TOPEKA — The Kansas Department of Revenue said reduction in the state sales tax rate on groceries contributed to an $8 million decline in revenue from that source when comparing last month’s collections to results in April 2022 prior to the tax cut.
A law endorsed by the Republican-led Legislature and signed by Democratic Gov. Laura Kelly sliced assessment on food from 6.5% to 4% on Jan. 1. The rate is scheduled to fall to 2% on Jan. 1, 2024, and to reach zero on Jan. 1, 2025.
The state Department of Revenue said collection of retail sales tax in April totaled $237 million or $5.5 million less than anticipated for the month. The amount was $7.9 million less than the $244 million state government took in from sales tax during April 2022.
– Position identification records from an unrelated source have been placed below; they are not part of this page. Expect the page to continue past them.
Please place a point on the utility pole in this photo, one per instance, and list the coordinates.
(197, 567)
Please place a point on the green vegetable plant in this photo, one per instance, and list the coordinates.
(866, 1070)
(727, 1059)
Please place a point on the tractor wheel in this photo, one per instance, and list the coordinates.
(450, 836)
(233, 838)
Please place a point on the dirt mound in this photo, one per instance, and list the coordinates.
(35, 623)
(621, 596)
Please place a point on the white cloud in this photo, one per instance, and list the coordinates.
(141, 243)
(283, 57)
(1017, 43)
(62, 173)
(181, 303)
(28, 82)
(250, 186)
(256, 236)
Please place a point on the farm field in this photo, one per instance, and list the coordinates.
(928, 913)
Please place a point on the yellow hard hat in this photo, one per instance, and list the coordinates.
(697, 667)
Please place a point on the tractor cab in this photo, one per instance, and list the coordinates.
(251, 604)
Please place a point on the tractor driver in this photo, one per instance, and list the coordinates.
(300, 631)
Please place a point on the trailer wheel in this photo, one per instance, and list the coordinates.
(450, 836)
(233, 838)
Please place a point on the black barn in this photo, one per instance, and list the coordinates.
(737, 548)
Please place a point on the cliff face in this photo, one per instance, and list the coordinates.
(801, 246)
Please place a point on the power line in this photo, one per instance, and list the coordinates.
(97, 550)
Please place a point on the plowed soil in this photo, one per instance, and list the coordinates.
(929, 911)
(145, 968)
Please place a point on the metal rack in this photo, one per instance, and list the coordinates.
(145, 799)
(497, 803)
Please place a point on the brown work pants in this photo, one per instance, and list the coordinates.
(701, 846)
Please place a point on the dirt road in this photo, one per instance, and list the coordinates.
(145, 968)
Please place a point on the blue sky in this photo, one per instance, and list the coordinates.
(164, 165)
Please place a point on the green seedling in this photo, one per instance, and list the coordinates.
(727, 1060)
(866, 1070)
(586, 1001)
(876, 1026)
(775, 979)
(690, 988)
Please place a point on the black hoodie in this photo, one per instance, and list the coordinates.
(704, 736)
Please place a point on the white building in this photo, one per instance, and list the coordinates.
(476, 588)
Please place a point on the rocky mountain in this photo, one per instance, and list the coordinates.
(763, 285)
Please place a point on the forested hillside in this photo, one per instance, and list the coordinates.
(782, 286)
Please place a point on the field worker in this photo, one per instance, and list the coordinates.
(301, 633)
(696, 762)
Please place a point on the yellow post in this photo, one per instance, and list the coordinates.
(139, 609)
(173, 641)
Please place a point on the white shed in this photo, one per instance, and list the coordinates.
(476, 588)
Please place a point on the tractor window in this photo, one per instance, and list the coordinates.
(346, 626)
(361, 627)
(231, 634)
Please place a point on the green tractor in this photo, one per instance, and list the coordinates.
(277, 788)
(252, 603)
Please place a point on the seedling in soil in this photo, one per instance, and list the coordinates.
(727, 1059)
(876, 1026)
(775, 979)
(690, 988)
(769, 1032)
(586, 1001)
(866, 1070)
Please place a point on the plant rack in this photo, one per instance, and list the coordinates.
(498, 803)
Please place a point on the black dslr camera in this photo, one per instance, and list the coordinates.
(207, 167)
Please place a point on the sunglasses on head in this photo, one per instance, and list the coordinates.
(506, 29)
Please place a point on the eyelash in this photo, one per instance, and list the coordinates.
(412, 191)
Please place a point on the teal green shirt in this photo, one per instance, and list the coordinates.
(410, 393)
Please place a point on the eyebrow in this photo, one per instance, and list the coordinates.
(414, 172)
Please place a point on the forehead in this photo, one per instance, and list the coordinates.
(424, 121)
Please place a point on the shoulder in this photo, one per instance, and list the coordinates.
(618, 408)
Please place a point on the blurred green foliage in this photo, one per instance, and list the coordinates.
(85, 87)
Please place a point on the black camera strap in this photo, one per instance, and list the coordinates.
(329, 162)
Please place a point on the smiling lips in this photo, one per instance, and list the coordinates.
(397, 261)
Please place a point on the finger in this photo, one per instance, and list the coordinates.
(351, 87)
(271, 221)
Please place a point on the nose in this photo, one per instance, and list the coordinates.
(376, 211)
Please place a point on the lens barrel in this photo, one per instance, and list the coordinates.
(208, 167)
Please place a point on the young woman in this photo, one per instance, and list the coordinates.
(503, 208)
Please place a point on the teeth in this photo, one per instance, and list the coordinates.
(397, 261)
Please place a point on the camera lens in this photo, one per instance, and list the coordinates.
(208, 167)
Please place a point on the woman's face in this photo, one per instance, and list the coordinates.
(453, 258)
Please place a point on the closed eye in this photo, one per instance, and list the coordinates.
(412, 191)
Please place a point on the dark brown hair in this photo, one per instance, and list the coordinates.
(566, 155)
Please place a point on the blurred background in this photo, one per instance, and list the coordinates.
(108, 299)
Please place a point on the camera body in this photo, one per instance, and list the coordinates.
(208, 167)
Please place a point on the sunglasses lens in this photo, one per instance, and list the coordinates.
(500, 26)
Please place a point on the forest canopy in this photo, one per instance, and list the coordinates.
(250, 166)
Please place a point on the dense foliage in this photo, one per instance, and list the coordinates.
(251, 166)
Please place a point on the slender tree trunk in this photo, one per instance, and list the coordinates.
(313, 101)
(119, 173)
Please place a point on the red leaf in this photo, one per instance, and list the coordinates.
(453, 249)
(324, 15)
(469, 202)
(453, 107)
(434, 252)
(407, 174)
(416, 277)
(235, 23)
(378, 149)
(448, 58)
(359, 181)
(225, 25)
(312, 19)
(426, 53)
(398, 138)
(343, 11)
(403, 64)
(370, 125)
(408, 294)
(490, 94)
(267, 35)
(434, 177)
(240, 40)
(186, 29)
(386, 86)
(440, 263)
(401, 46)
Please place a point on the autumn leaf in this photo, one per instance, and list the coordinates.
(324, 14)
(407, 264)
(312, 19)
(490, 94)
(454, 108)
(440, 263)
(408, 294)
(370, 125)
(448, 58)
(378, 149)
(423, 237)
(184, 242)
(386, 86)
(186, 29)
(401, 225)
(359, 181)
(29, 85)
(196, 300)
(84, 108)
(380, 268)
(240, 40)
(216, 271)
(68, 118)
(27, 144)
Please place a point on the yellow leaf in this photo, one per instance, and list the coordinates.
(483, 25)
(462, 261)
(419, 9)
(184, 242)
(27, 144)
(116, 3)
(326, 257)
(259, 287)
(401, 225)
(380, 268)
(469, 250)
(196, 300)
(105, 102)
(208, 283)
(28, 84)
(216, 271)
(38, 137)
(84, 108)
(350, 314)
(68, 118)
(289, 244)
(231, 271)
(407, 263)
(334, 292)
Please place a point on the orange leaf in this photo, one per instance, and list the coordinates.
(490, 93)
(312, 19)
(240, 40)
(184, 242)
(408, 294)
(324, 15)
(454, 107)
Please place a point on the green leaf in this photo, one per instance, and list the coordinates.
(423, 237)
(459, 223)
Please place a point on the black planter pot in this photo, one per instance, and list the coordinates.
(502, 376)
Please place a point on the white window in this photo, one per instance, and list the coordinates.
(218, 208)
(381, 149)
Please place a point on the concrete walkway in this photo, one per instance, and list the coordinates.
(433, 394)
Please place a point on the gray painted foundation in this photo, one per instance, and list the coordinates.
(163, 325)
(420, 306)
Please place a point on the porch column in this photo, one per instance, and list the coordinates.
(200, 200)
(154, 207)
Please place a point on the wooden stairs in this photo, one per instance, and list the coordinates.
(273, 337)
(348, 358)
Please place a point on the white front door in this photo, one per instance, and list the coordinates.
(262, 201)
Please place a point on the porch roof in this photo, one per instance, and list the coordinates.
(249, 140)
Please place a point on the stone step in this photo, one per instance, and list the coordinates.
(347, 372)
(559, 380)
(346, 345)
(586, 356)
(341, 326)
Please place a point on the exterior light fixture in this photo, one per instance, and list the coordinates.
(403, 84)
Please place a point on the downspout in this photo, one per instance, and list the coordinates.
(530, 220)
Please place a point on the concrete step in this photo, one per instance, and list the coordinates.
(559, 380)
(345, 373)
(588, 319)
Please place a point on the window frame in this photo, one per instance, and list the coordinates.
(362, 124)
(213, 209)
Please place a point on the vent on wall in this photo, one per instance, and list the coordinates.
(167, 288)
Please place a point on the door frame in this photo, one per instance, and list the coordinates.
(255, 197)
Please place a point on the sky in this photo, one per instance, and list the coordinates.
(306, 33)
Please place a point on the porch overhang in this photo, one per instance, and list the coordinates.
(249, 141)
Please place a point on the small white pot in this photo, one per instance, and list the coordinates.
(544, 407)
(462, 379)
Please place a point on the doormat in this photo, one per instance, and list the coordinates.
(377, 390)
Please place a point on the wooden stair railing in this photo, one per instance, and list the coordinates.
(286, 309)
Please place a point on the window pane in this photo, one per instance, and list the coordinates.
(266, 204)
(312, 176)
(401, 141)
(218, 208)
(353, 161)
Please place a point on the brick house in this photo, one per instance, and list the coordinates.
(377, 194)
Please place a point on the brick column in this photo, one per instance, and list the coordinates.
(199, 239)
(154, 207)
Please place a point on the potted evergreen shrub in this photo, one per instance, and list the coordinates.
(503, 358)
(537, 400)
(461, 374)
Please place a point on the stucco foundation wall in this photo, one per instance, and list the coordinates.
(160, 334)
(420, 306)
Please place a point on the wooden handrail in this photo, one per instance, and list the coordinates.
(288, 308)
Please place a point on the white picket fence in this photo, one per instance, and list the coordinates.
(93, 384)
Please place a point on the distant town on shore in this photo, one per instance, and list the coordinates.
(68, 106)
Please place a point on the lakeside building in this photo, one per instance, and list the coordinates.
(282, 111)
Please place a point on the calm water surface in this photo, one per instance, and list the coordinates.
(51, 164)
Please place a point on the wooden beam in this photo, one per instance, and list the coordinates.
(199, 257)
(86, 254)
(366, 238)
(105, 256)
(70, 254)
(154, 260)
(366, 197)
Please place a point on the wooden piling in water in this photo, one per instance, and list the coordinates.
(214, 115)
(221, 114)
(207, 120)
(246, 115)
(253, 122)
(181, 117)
Overall, the state accounted for $1.31 billion in revenue from all sources during April, which was $24 million beneath the estimate developed by analysts and represented a substantial fall from the April 2022 total of $1.53 billion. Nevertheless, Kansas has banked $8.3 billion in tax revenue during the initial three quarters of the fiscal year. That placed the state $384 million ahead of last year’s pace at this point in the fiscal year.
A steep decline in state income tax receipts — there was a $215 million drop from April 2022 to this April — left the treasury with $958 million in new income tax revenue last month. The figure reflected a year-to-year 41% slump in individual income tax paid and a 150% surge in corporate income tax revenue.
Mark Burghart, the state’s revenue secretary, said the explanation was both simple and complex. In part, he said, decline in individual income tax revenue was attributable to having two fewer tax processing days after the April 18 deadline than in April 2022.
The more complicated reason was implementation of the 2022 law influencing decisions about payment of income tax at pass-through businesses such as partnerships or S corporations, he said.
“The lower individual income tax receipts and higher corporate income tax receipts reflect the impact of the SALT Parity Act, which allows owners of pass-through entities to elect to have the pass-through income taxed at the entity level rather than at the entity owner level,” Burghart said.
Kansas reported individual income tax revenue in April of $593 million — far below the $1.01 billion gathered in April 2022. On the other hand, state corporate income tax generated $354 million in April, compared to $141 million in April 2022.